SUSE Manager with Azure

You can use SUSE Manager Server and Proxy with the Microsoft Azure public cloud. This section discusses what you will need for running SUSE Manager in Azure, and how to set up your installation.

Configure the Azure Cloud Instance

Use the SUSE Manager Server 4 BYOS image. The image is a pre-built image created by SUSE. It is based on JeoS, and SUSE Manager is pre-installed but not configured. Configuring SUSE Manager has to be done manually with YaST.

When you create your Azure virtual machine, choose something like d8s_v3 with 8 vCPUs and 32 GB RAM.

When you are setting up disk partitioning, we recommend:

  • 30 GB for the disk running the operating system

  • Select Standard HDD for the storage account type

You will also require three additional data disks:

  • Disk 0: 64 GB on Premium SSD, mounted at /var/lib/pgsql

  • Disk 1: 512 GB on Standard SSD, mounted at /var/spacewalk

  • Disk 2: 128 GB on Standard SSD, mounted at /var/cache

Do not use LVM with Azure. If you need more disk space, extend a disk in the Azure portal, then extend the filesystem with xfs_growfs.

Partition the disks like this:

  • /dev/sda: 4 partitions containing the OS

  • /dev/sdb: temporary storage disk, do not use

  • /dev/sdc: contains /var/lib/pgsql

  • /dev/sdd: contains /var/spacewalk

  • /dev/sde: contains /var/cache

You can use these commands to create the disks:

for d in sdc sdd sde; do
  parted --script /dev/$d mklabel gpt mkpart primary xfs 0% 100%
  mkfs.xfs /dev/${d}1
done
mkdir /cachetmp
mount /dev/sde1 /cachetmp
cp -a /var/cache/* /cachetmp/
umount /cachetmp
echo "$(blkid /dev/sdc1|awk -F " " '{ print $2 }') /var/lib/pgsql xfs defaults,noatime 0 0" >> /etc/fstab
echo "$(blkid /dev/sdd1|awk -F " " '{ print $2 }') /var/spacewalk xfs defaults,noatime 0 0" >> /etc/fstab
echo "$(blkid /dev/sde1|awk -F " " '{ print $2 }') /var/cache     xfs defaults,noatime 0 0" >> /etc/fstab
mkdir -p /var/spacewalk
mount /var/spacewalk
chown -R wwwrun:root /var/spacewalk
mount /var/lib/pgsql
chown -R postgres:postgres /var/lib/pgsql
mv /var/cache /var/cache.old
mkdir /var/cache
mount /var/cache
rm -r /var/cache.old

When you are setting up networking, we recommend that you create a separate private network, with the IP range 10.0.0.0/24.

Configure the SUSE Manager Server to use the internal IP address 10.0.0.4. Ensure it is also accessible from outside the network with a fixed IP address.

Configure the firewall to only allow inbound traffic on ports 22, 80, and 443 to IP address 10.0.0.4. In this environment, if other servers are added to the network they cannot be reached from outside the network.

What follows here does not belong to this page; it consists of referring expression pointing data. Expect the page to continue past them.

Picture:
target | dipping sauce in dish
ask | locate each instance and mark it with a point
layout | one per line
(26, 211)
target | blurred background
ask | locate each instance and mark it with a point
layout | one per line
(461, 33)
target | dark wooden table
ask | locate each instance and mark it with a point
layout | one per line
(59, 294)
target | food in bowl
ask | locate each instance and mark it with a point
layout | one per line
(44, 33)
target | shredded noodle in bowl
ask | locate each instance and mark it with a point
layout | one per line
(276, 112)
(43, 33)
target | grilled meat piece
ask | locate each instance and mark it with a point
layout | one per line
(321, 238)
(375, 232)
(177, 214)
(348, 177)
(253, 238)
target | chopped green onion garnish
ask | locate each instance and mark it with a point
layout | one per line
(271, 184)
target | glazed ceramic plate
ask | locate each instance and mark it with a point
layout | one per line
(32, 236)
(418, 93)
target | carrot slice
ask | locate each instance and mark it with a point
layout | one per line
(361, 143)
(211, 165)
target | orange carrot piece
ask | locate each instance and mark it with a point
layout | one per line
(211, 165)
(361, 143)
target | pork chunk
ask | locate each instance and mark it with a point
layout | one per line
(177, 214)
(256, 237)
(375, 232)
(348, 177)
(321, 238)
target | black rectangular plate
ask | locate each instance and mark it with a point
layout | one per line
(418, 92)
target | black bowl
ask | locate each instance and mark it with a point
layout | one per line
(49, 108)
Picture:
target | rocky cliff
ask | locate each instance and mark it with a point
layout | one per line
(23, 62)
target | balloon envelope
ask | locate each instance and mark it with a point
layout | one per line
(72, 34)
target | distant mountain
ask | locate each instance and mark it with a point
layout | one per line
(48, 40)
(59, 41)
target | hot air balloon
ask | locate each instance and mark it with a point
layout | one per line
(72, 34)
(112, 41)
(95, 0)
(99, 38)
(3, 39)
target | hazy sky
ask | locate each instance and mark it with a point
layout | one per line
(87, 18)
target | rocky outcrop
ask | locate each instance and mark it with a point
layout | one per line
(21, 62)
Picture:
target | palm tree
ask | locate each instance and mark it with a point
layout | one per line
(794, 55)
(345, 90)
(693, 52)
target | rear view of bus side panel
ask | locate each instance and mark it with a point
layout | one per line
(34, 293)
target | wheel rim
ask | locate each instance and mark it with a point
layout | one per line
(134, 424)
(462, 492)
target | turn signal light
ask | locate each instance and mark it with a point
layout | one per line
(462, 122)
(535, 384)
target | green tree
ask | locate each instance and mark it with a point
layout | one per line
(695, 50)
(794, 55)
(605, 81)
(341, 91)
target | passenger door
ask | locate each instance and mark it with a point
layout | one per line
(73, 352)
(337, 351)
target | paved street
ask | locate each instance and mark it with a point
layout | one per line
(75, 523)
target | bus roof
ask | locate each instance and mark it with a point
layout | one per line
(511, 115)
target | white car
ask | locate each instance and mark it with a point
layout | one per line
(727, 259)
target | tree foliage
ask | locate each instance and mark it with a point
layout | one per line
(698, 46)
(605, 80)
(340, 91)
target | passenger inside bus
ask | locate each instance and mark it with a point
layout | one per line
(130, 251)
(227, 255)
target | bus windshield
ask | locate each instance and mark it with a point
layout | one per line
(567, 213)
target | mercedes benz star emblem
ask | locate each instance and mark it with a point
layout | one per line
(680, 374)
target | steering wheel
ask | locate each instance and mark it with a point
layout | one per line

Outbound is open from the private network. This should be restricted for other servers in this private network.

You will need to set the DNS zones in Azure before you can configure the SUSE Manager Server. For more information on setting DNS zones, see the Azure documentation.

Configure SUSE Manager Server

Ensure that your SUSE Manager Server is registered with SUSE Customer Center.

When your server is registered, install these extra packages:

zypper -n in spacecmd spacewalk-utils mlocate sysstat

Apply the latest updates and reboot the server:

zypper -n up -l
reboot

Check that all filesystems are mounted and that PostgreSQL is running:

mount
service postgresql status

Complete SUSE Manager Server installation and configuration. For more information, see installation:server-setup.adoc.

We recommend you configure the SUSE Manager Server so that DHCP does not set the host name. Check /etc/sysconfig/network/dhcp and ensure that DHCLIENT_SET_HOSTNAME is set to no:

DHCLIENT_SET_HOSTNAME="no"

Add the Azure client to the /etc/hosts file. At the command prompt, replace <ip_address> with the IP address of the server:

echo "<ip_address> $(hostname -f) $(hostname)" >> /etc/hosts

SUSE Manager Server has a default administration user. In Azure, the system administrator user is called admin. The admin user’s password is built with two parts. The first part can be found by using this command:

azuremetadata --instance-name

The second part of the password is -suma

Alternatively, you can check the /var/log/susemanager_firstuser.log file.